Being a stay-at-home dad isn’t for the faint hearted

Modernity did not only see women spring up from the kitchen and become directors of multi-million empires but, it also saw men make their own choice of career paths regardless of traditional gender-based roles and perceptions

Thursday, January 05, 2012

Modernity did not only see women spring up from the kitchen and become directors of multi-million empires but, it also saw men make their own choice of career paths regardless of traditional gender-based roles and perceptions. 

In the past, men ran careers and the few women who had jobs sometimes quit the second they got married. More common today is the fact that both partners have jobs though in some cases the woman brings in more bucks while the man is jobless—blame the global financial crisis—and this has led to the birth of the stay-at-home dad.

A stay-at-home dad, househusband, or house-spouse as they are popularly known, is a father who stays home to take care of the kids while the mother goes to work and pays the bills. Today millions of fathers are raising their children full-time, and the number is steadily growing as more women are taking up top spots in the corporate world.

While some people feel that a woman is best suited to raise a child, fathers can undoubtedly be as nurturing as mothers can. Therefore, if circumstances suggest that the man has to stay home and take care of the kids, then grab that apron and wear it with pride.

Today, among the many reasons that drive men to take on this role, is unemployment. The few who are not pressed by this factor do so simply because they enjoy being an active part of their children’s lives.

However, being a househusband is not as rosy as it sounds. Besides being a full time job, it can be an isolating experience and lead to depression. Every stay-at-home parent deals with isolation but this is specially puffed up for dads because society is unfamiliar with men taking on this role.

For the past three years Anicet Ruremeshya, stayed home raising the kids while their mother hustled away at the office.

"Our three kids are our first priority. After failed attempts with a good number of housemaids, one of us had to stay home and take care of them. Seeing that my wife’s salary almost quadrupled mine, I had to lay down my tools and be there for our babies,” said Ruremeshya.

"With comments like ‘watching the kids is a woman’s’ job or ‘you are not a man’, it’s pretty easy to get beaten down by this stereotype in what can already be an isolating role,” says Ruremeshya.

If you are dads who put your career on hold to raise a family, use your time at home wisely.  Make sure your skills are up-to-date so that if duty calls again and you need to return to work you are ready. While you are at home, keep in touch with what is going on in your field. Read papers, network with colleagues, and attend professional meetings when and if possible.
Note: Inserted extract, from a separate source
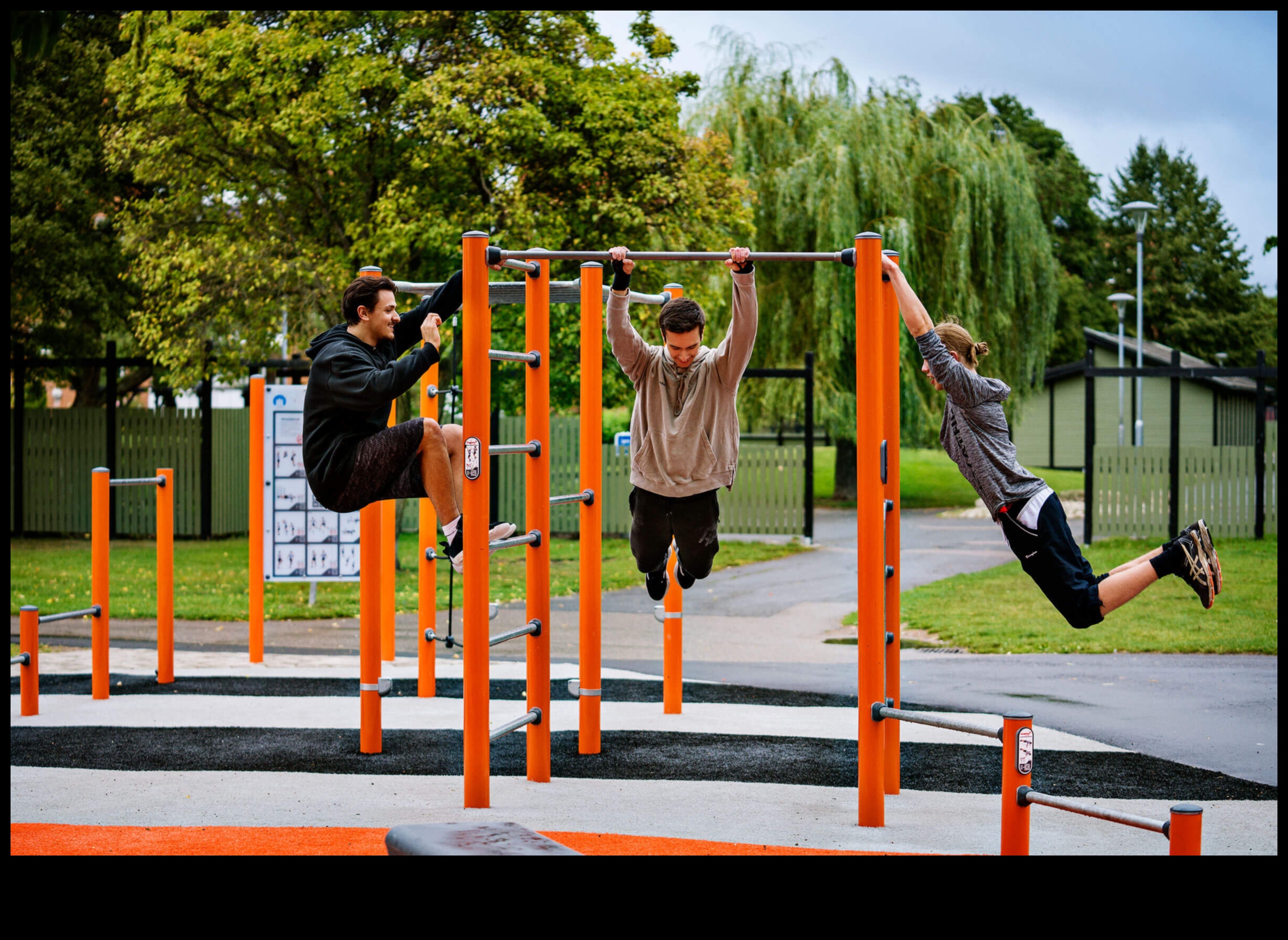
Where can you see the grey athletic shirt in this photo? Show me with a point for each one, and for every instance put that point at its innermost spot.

If during your break you decide that you want to make a future career change, take this time to begin figuring out what you would like to do when you eventually return to work. If you need to further your education, try taking evening classes after the madam comes back from work. It will stimulate you intellectually after a long day at home with the kids. You can also try a part time job that you can operate from home. It will keep your mind and your skills fresh.

As for the people who try to pull you down, take heart and show you have a grasp on the important task of raising your kids. It is as important and rewarding a job as any. After all, doesn’t taking care of your family fall under the umbrella of what a man is supposed to do?